La expresión de su rostro era oscura y de enfado. Ella se asustó porque era la primera vez que lo veía así.
-¿Qué ocurre, Pedro?
-Tengo que ver a mi hermana.
-¿Tu hermana? -preguntó asombrada-. No sabía que tuvieras una hermana.
-Ahora ya lo sabes.
-¿Y qué más no sé? -preguntó mientras el conductor abría la puerta para que salieran.
«Muchas cosas», pensó Pedro, e ignoró su pregunta. Se encontraría con Sonia y conocería a su marido. Después, se marcharía. El aire frío de Londres inundó sus pulmones al bajarse del coche. Caminó despacio hacia el restaurante Bella Lucia de donde, doce años atrás, no había podido salir lo bastante deprisa. La verja y el patio delantero del edificio le resultaban familiares. A través de las ventanas vio que había gente en el interior. Su familia. Y él estaba mirándolos desde fuera. La idea provocó un fuerte sentimiento de vacío.
-¿Pedro?
Él miró a Paula, agradecido por su presencia y decidido a no comentárselo. Sólo sería una vez, porque él no podía permitirse necesitar a nadie.
-Vamos, terminemos de una vez con esto -dijo él.
-Vaya manera de hacer que me alegre aún más de haberme perdido uno de los mejores días festivos del año.
Su sarcasmo lo hizo sonreír. La sinceridad brutal era lo que le gustaba de Paula. Nunca le había parecido tan indispensable tenerla a su lado. Abrió la puerta, entró en el restaurante y miró a su alrededor. Todo era diferente. El local se había convertido en un restaurante moderno.
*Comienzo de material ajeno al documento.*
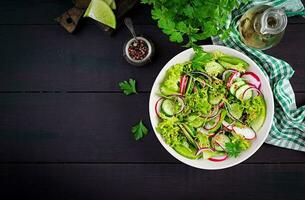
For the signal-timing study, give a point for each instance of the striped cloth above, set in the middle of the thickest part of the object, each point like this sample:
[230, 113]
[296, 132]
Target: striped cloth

Un restaurante que quedó en silencio cuando todo el mundo se volvió para mirarlo. Él reconoció a su tío Juan, en el centro de la sala con una copa en la mano. Horacio Alfonso estaba de pie, a su lado, y Pedro miró a los ojos de su padre desde el otro lado de la habitación. El resto de la familia estaba agrupada a ambos lados de los dos hombres y miraban a Pedro y a Horacio alternativamente. Pedro habría jurado que todos estaban conteniendo la respiración.